Ripping yarns

If you are intrigued by the Jack the Ripper tale, go ahead and see the film "From Hell." But the book "The Women of Whitechapel" is better.

Published October 26, 2001 7:21PM (EDT)

There's not a lot to be said for the movie "From Hell," except for the sly use of Prague to stand in for London in 1888, and the occasional image of the washed-out face of Heather Graham, all thin milk, gullible blue eyes and a corona of marvelously washed red hair.

On the one hand, she is meant to be a Whitechapel whore scrounging for pennies in the filth, yet every day, before she begins her perilous round of the streets, she seems to have had the benefits of Hair and Makeup. She looks a treat, and quite implausibly so. That unflawed beauty would be allowable if she sang, or if she moved and stirred as if driven by some dream of spirit or elemental sexuality in the movie -- if, in other words, "From Hell" had any notion that it is trying to keep company with Pabst's film "Pandora's Box," with Berg's opera "Lulu" or even with Paul West's novel "The Women of Whitechapel."

On the one hand, this is Hollywood saying, "Let's do Jack the Ripper again. Let's have Johnny Depp as the opium-addicted police inspector on the Ripper case. And then let it rip -- the women of the streets, the flash of surgical instruments, the buckets of blood with the sexual organs laid out for inspection. The old in-out, in other words."

The script of the film is credited to Terry Hayes and Rafael Yglesias, and it is said to be based on the graphic novel by Alan Moore and Eddie Campbell. Well, good luck to one and all, I say, and it's not my business to wonder about where it all came from. After all, there really was a phenomenon of rumor called Jack the Ripper created by a popular press feeling its new strength, and inflamed by the new forms of illustration possible in a newspaper.

Jack the Ripper is public domain by now, and there are shelves of articles, books, films and television programs that have treated the subject.
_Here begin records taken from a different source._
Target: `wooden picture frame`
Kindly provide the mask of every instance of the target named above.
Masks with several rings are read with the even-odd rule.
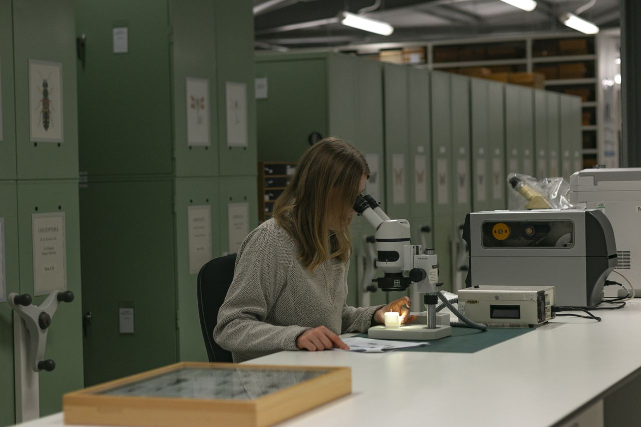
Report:
[[[215,379],[208,380],[206,375],[193,376],[203,373]],[[188,373],[193,376],[192,380],[177,380],[180,375],[188,376]],[[224,377],[222,381],[221,375]],[[265,378],[270,378],[269,386],[262,383]],[[286,378],[287,381],[274,385],[273,381]],[[297,378],[300,381],[297,382]],[[168,381],[172,382],[163,389],[163,381]],[[183,392],[181,384],[185,385],[187,394],[204,394],[208,387],[213,388],[206,389],[206,392],[226,392],[229,390],[226,389],[232,383],[231,387],[240,387],[241,394],[244,390],[245,398],[171,396],[174,389]],[[145,393],[138,390],[148,391],[150,387],[166,396],[134,393]],[[270,391],[274,387],[279,389]],[[254,392],[263,394],[251,398]],[[65,424],[262,426],[351,393],[349,367],[181,362],[67,393],[63,397],[63,410]]]

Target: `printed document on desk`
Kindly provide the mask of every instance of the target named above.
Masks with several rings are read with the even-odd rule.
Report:
[[[391,341],[390,340],[374,340],[361,337],[344,338],[343,342],[349,347],[350,351],[360,353],[383,353],[390,350],[412,347],[422,347],[429,345],[429,342],[412,342],[409,341]],[[340,349],[333,348],[333,350]]]

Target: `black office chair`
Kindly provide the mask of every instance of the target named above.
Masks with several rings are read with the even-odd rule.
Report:
[[[236,254],[216,258],[203,265],[198,273],[198,314],[210,362],[233,362],[231,353],[213,340],[213,328],[218,310],[234,278],[235,263]]]

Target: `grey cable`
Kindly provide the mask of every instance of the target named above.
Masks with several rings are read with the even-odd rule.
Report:
[[[584,12],[585,12],[588,9],[589,9],[591,7],[592,7],[593,6],[594,6],[594,4],[596,3],[597,3],[597,0],[590,0],[590,1],[588,1],[587,3],[586,3],[585,4],[583,4],[580,8],[579,8],[578,9],[577,9],[576,10],[575,10],[574,11],[574,15],[576,15],[577,16],[578,16],[579,15],[581,15]]]
[[[449,302],[451,303],[452,304],[456,304],[456,303],[458,302],[458,298],[452,298],[451,299],[449,300]],[[439,305],[437,305],[437,313],[445,308],[445,306],[446,306],[445,305],[442,303],[441,303]]]
[[[451,303],[447,301],[447,298],[445,296],[445,294],[443,293],[442,290],[439,290],[438,292],[437,292],[437,295],[438,296],[438,299],[440,299],[442,301],[443,301],[443,303],[445,304],[448,308],[449,308],[451,312],[454,313],[457,317],[463,321],[470,328],[474,328],[474,329],[478,329],[481,331],[485,331],[486,329],[487,329],[487,326],[486,326],[485,325],[481,323],[477,323],[476,322],[474,322],[468,319],[467,317],[466,317],[465,316],[463,315],[463,314],[462,314],[461,312],[458,311],[458,310],[457,310],[456,307],[452,305]]]

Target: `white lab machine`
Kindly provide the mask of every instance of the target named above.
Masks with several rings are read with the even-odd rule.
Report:
[[[641,296],[641,168],[592,169],[570,177],[570,201],[598,209],[612,224],[617,242],[617,267],[608,278],[624,282],[625,276]],[[617,293],[618,291],[618,293]],[[619,287],[606,287],[606,296],[621,296]]]

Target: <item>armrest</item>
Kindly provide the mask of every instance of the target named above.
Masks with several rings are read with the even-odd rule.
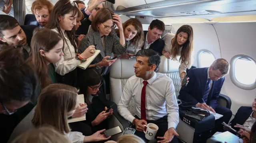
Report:
[[[226,95],[220,94],[220,96],[219,98],[219,104],[220,104],[220,102],[220,102],[220,100],[224,100],[226,102],[226,107],[229,109],[230,109],[230,108],[231,108],[231,104],[232,103],[232,102],[231,102],[231,100],[229,98],[229,97]]]

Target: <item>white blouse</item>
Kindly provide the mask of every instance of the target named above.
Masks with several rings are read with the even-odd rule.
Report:
[[[56,28],[52,29],[52,30],[59,33]],[[61,75],[64,75],[72,71],[81,64],[80,60],[77,60],[75,57],[76,55],[75,48],[66,35],[64,37],[67,43],[67,45],[66,42],[64,42],[64,55],[61,57],[60,61],[54,64],[56,67],[56,72]]]

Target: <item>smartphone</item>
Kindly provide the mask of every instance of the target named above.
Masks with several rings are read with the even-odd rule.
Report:
[[[113,4],[115,4],[116,3],[116,0],[106,0],[107,1]]]
[[[204,119],[204,116],[201,116],[200,115],[195,114],[193,112],[188,112],[186,113],[186,115],[192,118],[195,118],[196,119],[197,119],[198,120],[202,121]]]
[[[114,60],[115,59],[116,59],[118,57],[120,57],[120,56],[121,56],[122,55],[122,54],[120,54],[120,55],[118,55],[117,56],[114,57],[114,58],[111,59],[110,60]]]
[[[194,113],[198,114],[202,114],[205,115],[210,115],[210,112],[208,110],[200,110],[196,109],[194,110]]]
[[[105,113],[108,112],[109,112],[109,110],[110,110],[110,109],[111,109],[112,107],[113,107],[113,106],[114,105],[115,105],[114,103],[113,104],[112,104],[112,105],[111,105],[110,107],[109,107],[109,108],[108,108],[108,109],[107,109],[107,110],[106,111],[106,112],[105,112]]]
[[[113,128],[106,130],[103,132],[106,137],[122,133],[122,131],[120,127],[117,126]]]

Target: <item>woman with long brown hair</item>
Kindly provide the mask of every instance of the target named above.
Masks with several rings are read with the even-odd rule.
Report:
[[[36,30],[31,40],[31,63],[37,74],[41,89],[56,82],[53,63],[64,55],[61,35],[49,29]]]
[[[186,76],[186,69],[190,69],[193,64],[193,28],[190,25],[184,25],[178,29],[176,34],[168,33],[162,39],[165,45],[163,55],[168,59],[179,59],[181,64],[179,73],[181,82]]]
[[[109,139],[98,131],[89,136],[71,131],[68,118],[79,106],[77,90],[68,85],[54,84],[42,91],[36,106],[16,127],[10,137],[10,142],[17,136],[30,129],[49,125],[67,137],[72,143],[98,141]]]
[[[114,30],[115,25],[120,30],[120,38]],[[78,51],[82,53],[90,45],[97,45],[95,48],[100,50],[100,53],[89,67],[96,67],[100,74],[106,74],[110,71],[108,67],[116,60],[110,60],[112,53],[123,54],[127,50],[122,20],[112,10],[103,8],[98,12],[94,18],[91,27],[92,30],[90,30],[80,43]]]
[[[123,24],[124,39],[127,43],[127,53],[120,56],[120,58],[129,59],[130,57],[136,54],[141,49],[144,42],[144,32],[142,25],[139,20],[130,18]],[[119,36],[119,29],[116,29]]]
[[[76,24],[76,19],[80,16],[77,5],[69,0],[60,0],[54,5],[46,27],[60,33],[64,40],[64,48],[60,60],[54,64],[56,76],[61,83],[75,86],[77,78],[77,66],[91,56],[94,46],[88,46],[86,50],[77,55],[77,40],[72,30]]]

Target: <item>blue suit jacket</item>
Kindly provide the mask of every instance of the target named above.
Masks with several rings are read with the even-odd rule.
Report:
[[[237,123],[243,125],[251,115],[252,111],[252,107],[241,106],[240,107],[235,115],[235,117],[231,122],[231,126],[232,128],[238,131],[240,128],[234,127],[234,126]]]
[[[202,98],[205,90],[207,80],[208,67],[192,69],[186,77],[189,77],[186,86],[182,86],[180,91],[178,98],[184,101],[192,102],[195,105],[203,103]],[[218,105],[218,99],[225,78],[217,81],[213,81],[212,88],[208,96],[206,104],[215,110]]]

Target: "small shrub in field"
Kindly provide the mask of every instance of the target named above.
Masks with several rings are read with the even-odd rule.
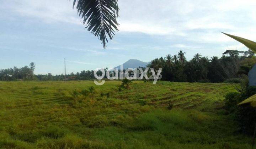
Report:
[[[233,111],[237,107],[239,98],[241,98],[240,94],[238,92],[231,92],[228,93],[225,96],[224,101],[225,107],[228,110]]]
[[[119,92],[121,92],[122,91],[122,88],[120,87],[118,88],[118,91]]]
[[[89,94],[89,91],[87,89],[84,89],[81,91],[81,94],[84,96],[87,96]]]
[[[90,93],[92,94],[93,94],[95,93],[95,88],[92,86],[90,86],[88,88],[88,90]]]
[[[130,85],[132,83],[132,81],[125,78],[123,80],[121,86],[125,87],[126,88],[129,88],[130,87]]]
[[[72,93],[72,96],[74,97],[74,98],[77,98],[77,97],[78,96],[79,93],[78,93],[78,92],[76,90],[73,90],[73,92]]]
[[[168,108],[168,110],[171,110],[172,109],[173,107],[173,104],[171,103],[170,103],[169,104],[169,105],[168,105],[168,106],[167,107]]]
[[[107,96],[107,98],[109,98],[110,97],[110,94],[109,93],[108,93],[107,94],[106,94],[106,96]]]
[[[242,80],[239,78],[233,78],[228,79],[224,81],[224,83],[241,83]]]

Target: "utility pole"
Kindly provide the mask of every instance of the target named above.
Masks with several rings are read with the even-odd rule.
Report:
[[[65,82],[66,82],[66,59],[64,59],[64,65],[65,65]]]

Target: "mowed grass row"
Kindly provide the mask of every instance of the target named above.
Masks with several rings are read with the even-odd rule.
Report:
[[[0,148],[251,147],[222,108],[231,84],[121,83],[0,82]],[[94,95],[71,95],[91,86]]]

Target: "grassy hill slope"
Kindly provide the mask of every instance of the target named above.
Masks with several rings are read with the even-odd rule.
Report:
[[[251,147],[222,108],[229,84],[121,84],[0,82],[0,148]],[[90,86],[94,95],[71,96]]]

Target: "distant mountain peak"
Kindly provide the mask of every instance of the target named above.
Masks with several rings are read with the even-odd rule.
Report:
[[[128,68],[135,68],[140,67],[145,67],[149,63],[148,62],[143,62],[137,59],[131,59],[123,63],[123,69],[126,69]],[[114,68],[118,68],[120,70],[120,67],[121,66],[119,65]]]

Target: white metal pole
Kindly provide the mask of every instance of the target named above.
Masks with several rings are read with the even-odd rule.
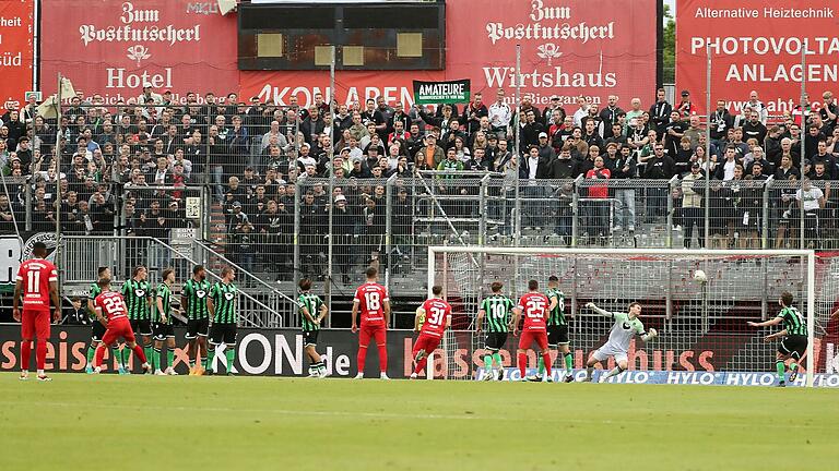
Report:
[[[334,235],[335,230],[333,227],[333,207],[335,205],[335,167],[332,164],[332,158],[334,158],[335,152],[334,152],[334,145],[333,138],[335,135],[334,129],[335,129],[335,46],[332,45],[331,47],[331,55],[332,60],[329,63],[329,117],[331,118],[332,124],[329,126],[329,148],[327,152],[329,153],[329,162],[327,164],[327,169],[329,170],[329,196],[327,196],[329,200],[329,245],[327,246],[327,286],[326,286],[326,294],[327,294],[327,306],[329,307],[329,312],[332,313],[332,256],[333,256],[333,247],[334,247]],[[328,317],[329,321],[327,321],[327,325],[330,327],[332,326],[332,316],[330,315]]]
[[[711,246],[711,45],[706,47],[708,55],[708,68],[706,70],[705,83],[705,104],[708,114],[708,124],[705,130],[705,160],[707,169],[705,170],[705,247]]]
[[[816,327],[816,253],[807,255],[807,374],[806,385],[813,387],[816,359],[813,352]]]
[[[804,114],[804,95],[806,95],[806,62],[807,62],[807,39],[801,40],[801,173],[804,173],[804,159],[807,158],[806,142],[807,142],[807,117]],[[804,176],[802,174],[802,181]],[[801,185],[801,201],[799,202],[799,249],[804,249],[806,243],[804,242],[804,184]]]

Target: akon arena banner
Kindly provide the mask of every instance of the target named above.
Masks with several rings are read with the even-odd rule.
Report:
[[[176,351],[175,370],[186,374],[188,367],[187,342],[184,339],[185,329],[175,328]],[[582,378],[587,354],[605,341],[607,333],[599,339],[572,348],[575,377]],[[736,336],[742,337],[742,336]],[[86,363],[85,352],[91,339],[91,327],[81,325],[52,326],[52,335],[47,346],[47,370],[72,373],[83,372]],[[411,354],[416,335],[411,330],[388,331],[388,375],[392,378],[405,378],[411,375],[413,355]],[[434,353],[433,373],[437,378],[450,377],[459,379],[483,377],[483,348],[471,347],[469,333],[447,334],[447,340],[457,342],[458,347],[437,349]],[[518,339],[512,336],[499,351],[504,365],[507,367],[505,379],[517,379],[519,371],[515,367],[515,349]],[[612,379],[613,383],[648,383],[648,384],[686,384],[686,385],[742,385],[767,386],[772,384],[773,373],[767,371],[773,367],[773,355],[756,358],[754,367],[766,370],[761,372],[720,371],[725,362],[737,351],[746,348],[743,338],[732,339],[736,348],[725,351],[702,351],[690,349],[688,343],[675,350],[637,349],[630,345],[628,358],[629,372]],[[718,342],[719,343],[719,342]],[[839,341],[836,336],[817,339],[815,346],[816,375],[819,386],[839,386]],[[303,335],[297,329],[252,329],[239,328],[236,345],[235,371],[241,375],[269,376],[305,376],[308,361],[304,353]],[[448,351],[448,353],[447,353]],[[356,354],[358,352],[358,336],[347,329],[323,329],[318,338],[318,352],[326,354],[327,370],[334,377],[352,377],[356,374]],[[105,370],[115,370],[114,360],[106,353]],[[0,371],[20,369],[20,324],[0,324]],[[721,358],[721,359],[718,359]],[[139,366],[133,363],[134,371]],[[224,355],[216,357],[220,370],[224,370]],[[554,361],[554,364],[559,364]],[[528,352],[528,372],[536,366],[536,355]],[[614,367],[612,360],[607,369]],[[559,371],[554,371],[555,379],[559,379]],[[378,376],[378,351],[369,348],[365,376]],[[800,375],[803,377],[803,375]]]
[[[413,81],[470,78],[484,101],[504,88],[515,94],[516,45],[521,45],[521,92],[534,105],[559,97],[574,110],[576,97],[595,102],[617,95],[649,101],[655,92],[657,0],[448,0],[445,71],[340,71],[340,104],[377,95],[388,102],[413,104]],[[280,105],[296,96],[300,105],[315,93],[329,97],[323,71],[243,71],[241,95]]]
[[[838,15],[834,0],[678,0],[676,88],[690,90],[704,112],[710,46],[713,106],[724,99],[738,112],[756,90],[769,114],[782,114],[800,102],[805,78],[818,107],[839,81]]]
[[[42,90],[58,73],[76,92],[107,105],[134,98],[144,84],[175,99],[187,92],[238,90],[236,16],[215,1],[43,0]]]
[[[33,1],[0,2],[0,113],[14,104],[20,109],[24,94],[33,89]]]

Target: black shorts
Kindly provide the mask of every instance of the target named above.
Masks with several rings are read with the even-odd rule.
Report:
[[[568,324],[547,326],[547,346],[554,347],[560,345],[568,345]]]
[[[507,333],[487,333],[485,349],[491,352],[497,352],[507,343]]]
[[[778,352],[800,360],[807,351],[807,337],[801,335],[787,336],[778,346]]]
[[[236,324],[213,324],[210,328],[210,343],[224,343],[227,347],[236,345]]]
[[[303,346],[317,346],[318,345],[318,334],[320,334],[320,330],[309,330],[303,333]]]
[[[150,337],[152,335],[151,321],[130,319],[129,323],[131,324],[131,330],[134,331],[134,335],[141,335],[145,337]]]
[[[210,318],[204,317],[202,319],[189,319],[187,323],[187,335],[184,336],[187,340],[192,340],[196,337],[206,337],[210,334]]]
[[[91,325],[91,340],[93,341],[102,341],[102,338],[105,336],[106,327],[102,325],[101,322],[94,321]]]
[[[169,338],[175,338],[175,328],[172,324],[154,323],[154,339],[164,341]]]

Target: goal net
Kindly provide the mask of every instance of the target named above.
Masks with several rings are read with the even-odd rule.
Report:
[[[544,292],[548,277],[556,276],[566,315],[572,317],[569,337],[576,378],[584,375],[589,355],[606,341],[612,326],[586,303],[627,312],[628,304],[637,301],[645,327],[654,327],[659,337],[649,342],[636,337],[628,351],[629,371],[612,381],[773,385],[780,341],[767,342],[764,337],[783,325],[746,323],[776,317],[778,299],[788,291],[808,337],[791,384],[839,386],[837,319],[831,319],[839,307],[839,256],[834,254],[480,246],[434,246],[428,254],[429,294],[434,285],[442,286],[453,312],[452,328],[429,362],[429,377],[475,379],[484,374],[484,335],[475,334],[475,323],[480,302],[494,281],[503,282],[504,293],[518,301],[529,280],[537,280]],[[697,277],[697,270],[705,277]],[[506,378],[519,375],[517,346],[518,338],[510,335],[500,352]],[[535,367],[535,353],[528,354],[528,367]],[[555,379],[557,370],[563,370],[560,360],[554,361]],[[613,365],[610,359],[603,367]]]

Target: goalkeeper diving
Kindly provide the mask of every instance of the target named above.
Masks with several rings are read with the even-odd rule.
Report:
[[[607,373],[601,374],[600,383],[604,383],[612,376],[617,376],[625,372],[629,366],[627,363],[627,352],[629,351],[629,342],[633,338],[638,335],[643,341],[650,341],[659,335],[654,328],[650,328],[649,331],[643,329],[643,323],[639,318],[641,315],[640,303],[630,303],[628,313],[613,313],[598,307],[592,302],[587,303],[586,307],[613,319],[615,323],[608,333],[608,340],[601,348],[594,350],[589,358],[589,362],[586,364],[586,379],[583,381],[590,382],[594,373],[594,365],[608,360],[610,357],[615,359],[616,365]]]

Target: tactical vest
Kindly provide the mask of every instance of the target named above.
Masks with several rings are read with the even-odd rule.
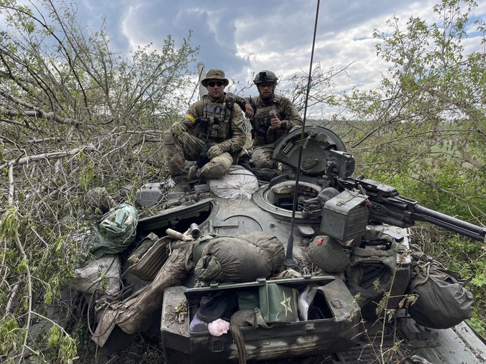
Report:
[[[252,119],[252,138],[257,146],[263,146],[274,143],[284,134],[284,131],[272,129],[270,127],[270,111],[274,111],[280,120],[282,117],[277,111],[276,104],[272,103],[268,106],[257,108],[255,116]]]
[[[202,117],[196,126],[196,136],[212,143],[230,138],[234,113],[234,103],[232,98],[227,98],[223,103],[203,98]]]

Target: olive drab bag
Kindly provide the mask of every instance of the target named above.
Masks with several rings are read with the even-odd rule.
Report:
[[[120,203],[102,218],[97,226],[91,251],[96,258],[124,251],[135,240],[138,213],[128,203]]]
[[[423,253],[418,246],[410,246],[412,278],[407,294],[418,295],[409,308],[410,316],[422,326],[449,328],[471,317],[474,298],[457,272]]]
[[[351,263],[345,271],[346,286],[354,296],[359,294],[359,307],[381,297],[393,283],[397,270],[397,243],[395,241],[386,250],[354,248]],[[379,284],[376,285],[375,282]]]

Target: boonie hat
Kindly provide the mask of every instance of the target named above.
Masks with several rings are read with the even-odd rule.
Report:
[[[229,81],[224,76],[224,72],[219,69],[211,69],[209,71],[208,71],[207,74],[206,74],[206,77],[204,77],[201,81],[201,84],[206,87],[209,81],[216,80],[222,80],[224,81],[224,86],[227,86],[229,84]]]

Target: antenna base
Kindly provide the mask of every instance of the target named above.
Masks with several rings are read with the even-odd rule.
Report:
[[[284,259],[284,266],[286,267],[294,267],[297,265],[297,261],[293,256],[286,256]]]

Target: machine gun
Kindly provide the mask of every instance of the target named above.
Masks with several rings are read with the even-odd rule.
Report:
[[[400,195],[390,186],[376,181],[354,178],[354,158],[349,153],[330,150],[324,176],[324,186],[318,196],[322,210],[332,197],[344,191],[357,191],[366,197],[368,218],[401,228],[412,226],[415,221],[426,221],[475,240],[484,241],[486,228],[421,206],[416,201]],[[336,192],[329,194],[329,189]]]

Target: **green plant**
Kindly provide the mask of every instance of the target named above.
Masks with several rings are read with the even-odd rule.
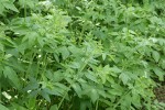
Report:
[[[164,9],[133,1],[0,1],[0,108],[163,110]]]

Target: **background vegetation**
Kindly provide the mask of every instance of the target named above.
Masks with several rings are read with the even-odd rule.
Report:
[[[1,110],[164,110],[164,0],[0,0]]]

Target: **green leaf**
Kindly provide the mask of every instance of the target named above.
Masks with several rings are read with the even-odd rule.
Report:
[[[91,90],[90,90],[90,98],[91,98],[91,101],[92,101],[94,103],[95,103],[96,100],[99,98],[99,95],[98,95],[98,92],[97,92],[96,89],[91,89]]]
[[[9,110],[8,108],[6,108],[3,105],[0,103],[0,109],[1,110]]]
[[[20,88],[21,87],[21,82],[19,80],[19,77],[16,75],[16,73],[9,66],[6,66],[4,67],[4,70],[3,70],[3,75],[6,77],[8,77],[16,88]]]
[[[58,110],[57,105],[53,105],[53,106],[51,106],[51,109],[50,109],[50,110]]]
[[[46,101],[51,102],[51,98],[50,98],[48,92],[46,92],[45,90],[42,90],[41,95],[46,99]]]
[[[130,77],[127,75],[127,73],[122,73],[119,78],[122,80],[122,82],[125,85]]]
[[[153,51],[153,52],[152,52],[152,56],[153,56],[153,58],[155,59],[155,62],[158,63],[158,61],[160,61],[160,53],[156,52],[156,51]]]
[[[160,79],[161,81],[163,81],[163,80],[164,80],[164,77],[165,77],[165,72],[162,70],[162,69],[158,68],[158,67],[154,67],[153,70],[154,70],[154,73],[158,76],[158,79]]]
[[[70,53],[66,46],[61,47],[59,53],[62,53],[63,59],[66,59],[70,55]]]
[[[4,11],[4,7],[1,4],[0,2],[0,14],[2,15],[3,14],[3,11]]]
[[[11,1],[4,1],[2,3],[7,9],[19,12],[19,10],[15,8],[15,6]]]
[[[78,97],[80,98],[81,97],[81,87],[79,86],[79,84],[75,82],[72,85],[74,90],[76,91],[76,94],[78,95]]]

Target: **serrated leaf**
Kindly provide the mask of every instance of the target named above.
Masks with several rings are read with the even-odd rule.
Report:
[[[10,2],[10,1],[4,1],[4,2],[2,2],[2,3],[3,3],[3,6],[4,6],[7,9],[10,9],[10,10],[12,10],[12,11],[19,12],[19,10],[15,8],[15,6],[14,6],[12,2]]]
[[[99,95],[98,95],[98,92],[97,92],[96,89],[91,89],[91,90],[90,90],[90,98],[91,98],[91,101],[92,101],[94,103],[95,103],[96,100],[99,98]]]
[[[9,66],[4,67],[3,75],[8,77],[16,88],[20,88],[21,84],[16,73]]]
[[[80,95],[81,94],[80,86],[78,84],[73,84],[72,86],[73,86],[74,90],[76,91],[76,94],[78,95],[78,97],[80,98],[81,97],[81,95]]]
[[[1,110],[9,110],[8,108],[6,108],[3,105],[0,103],[0,109]]]
[[[165,77],[165,72],[162,70],[162,69],[158,68],[158,67],[154,67],[153,70],[154,70],[154,73],[158,76],[158,79],[160,79],[161,81],[163,81],[163,80],[164,80],[164,77]]]
[[[43,98],[45,98],[48,102],[51,102],[51,98],[48,92],[45,92],[44,90],[41,91],[41,95],[43,96]]]
[[[122,82],[125,85],[130,77],[127,75],[127,73],[122,73],[119,78],[122,80]]]
[[[70,55],[70,53],[66,46],[61,47],[59,53],[62,53],[63,59],[66,59]]]
[[[158,63],[158,61],[160,61],[160,53],[156,52],[156,51],[153,51],[153,52],[152,52],[152,56],[153,56],[153,58],[155,59],[155,62]]]
[[[53,105],[53,106],[51,106],[51,109],[50,109],[50,110],[58,110],[57,105]]]

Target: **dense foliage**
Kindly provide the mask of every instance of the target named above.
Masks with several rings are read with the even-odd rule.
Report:
[[[164,0],[0,0],[1,110],[163,110]]]

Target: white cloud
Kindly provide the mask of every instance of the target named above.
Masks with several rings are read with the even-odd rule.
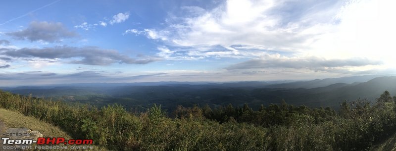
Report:
[[[100,24],[103,27],[106,27],[106,26],[107,26],[107,23],[102,21],[99,22],[99,24]]]
[[[199,11],[171,16],[166,28],[142,33],[165,41],[171,50],[188,48],[183,56],[260,58],[274,51],[300,59],[381,60],[382,68],[395,68],[389,52],[396,49],[396,22],[390,19],[396,14],[391,6],[395,3],[228,0],[210,10],[184,7]]]
[[[110,24],[112,25],[114,23],[120,23],[125,21],[129,18],[129,13],[119,13],[113,16],[113,19],[110,21]]]
[[[145,29],[144,30],[139,31],[136,29],[128,29],[125,31],[123,35],[128,34],[135,34],[136,35],[143,35],[150,39],[160,39],[166,41],[168,39],[166,35],[168,32],[167,31],[157,31],[154,29]]]
[[[74,28],[81,28],[84,29],[85,30],[89,30],[92,29],[96,26],[94,24],[89,24],[87,22],[83,22],[81,24],[79,25],[74,26]]]

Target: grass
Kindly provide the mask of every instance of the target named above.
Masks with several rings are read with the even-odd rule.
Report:
[[[373,148],[370,151],[396,151],[396,134],[385,142]]]
[[[5,124],[6,129],[10,127],[27,128],[32,131],[39,131],[43,134],[44,137],[63,137],[66,140],[73,139],[72,137],[57,127],[40,121],[33,117],[26,116],[20,113],[2,108],[0,108],[0,121]],[[71,147],[71,145],[67,146]],[[90,150],[90,151],[108,151],[103,147],[93,145],[92,146],[93,147],[94,149]],[[67,150],[65,150],[68,151]],[[79,151],[73,149],[73,151],[75,150]]]
[[[66,139],[72,138],[57,127],[41,121],[34,117],[26,116],[20,113],[2,108],[0,108],[0,120],[8,127],[24,127],[32,131],[39,131],[44,137],[64,137]]]

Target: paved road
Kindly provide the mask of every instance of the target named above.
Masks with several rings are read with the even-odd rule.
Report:
[[[5,132],[5,124],[0,121],[0,138],[2,137],[2,134]],[[3,141],[0,139],[0,151],[3,151]]]

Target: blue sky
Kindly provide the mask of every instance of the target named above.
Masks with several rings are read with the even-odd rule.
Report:
[[[394,2],[5,0],[0,85],[393,74]]]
But Paul West's 1991 novel was a turning point in the legend, and if anyone has been faintly intrigued by the very complex plot barely made clear in "From Hell," then I urge them to seek out the book.

But go carefully, because the book will really frighten you, and move you, and leave you forever fixed on this small incident of crime or outrage that says so much about the explosion of sexual liberty that was not so far ahead.

It is the notion of West's book (though he never claimed it as original) that the Ripper was the name given to a force of revenge or rebuke that set out, systematically, to eliminate a small circle of East End prostitutes. Why did they have to die? Because they were all party to a weird dark secret -- how a prince of the royal family (hardly stable, but we know that family's history better now) had taken up with one of the whores, in something like marriage, and had had a child by her. And that child, in the nature of such things, stood high in the line of succession to the throne occupied by Queen Victoria. And so, with due conspiracy, certain forces of authority stooped to murder, and dressed it up as ritual killing to divert attention.

Paul West is not one of our best-known writers. He is a loner, a maverick figure, rather old-fashioned in that he favors a lush, rhapsodic writing style. He takes a special delight in novels, works of invention, that take off from known historical circumstances, and he has a raw instinct for things that are vital to this great legend -- sexuality, class and the smothering of freedom.

It was West's genius to tell the story through the eyes and thoughts of a character from history, the painter Walter Sickert -- a very great painter, but maybe a very dark soul -- who might have known all the people involved, and who was one character who moved from the palace to the slums with ease. As a painter, he is a man consumed by thoughts of beauty and passion, just as he paints shadow bursting with the threat of violence. Once you have read "The Women of Whitechapel" -- if you are interested enough -- you would do well to look at Sickert's paintings. He was often inspired by the newspaper reports of murder.

Put West and Sickert together (which is all West did, of course), and you have a tale about a privileged society prepared to commit murder to protect its own decent reputation. What made West's book so touching was the way he depicted an innocent yet vivid sexual urging as the essential, revolutionary force of the time. What is so depressing and demeaning about "From Hell" is its willingness to treat sexuality as exactly the tabloid swill that titillated and terrified readers in 1888. The self-congratulatory mood of exploitation has wiped away the chance of revelatory fable that West first opened up.


By David Thomson

David Thomson is the author of "A Biographical Dictionary of Film" (new edition just published), "Rosebud: The Story of Orson Welles" and "In Nevada."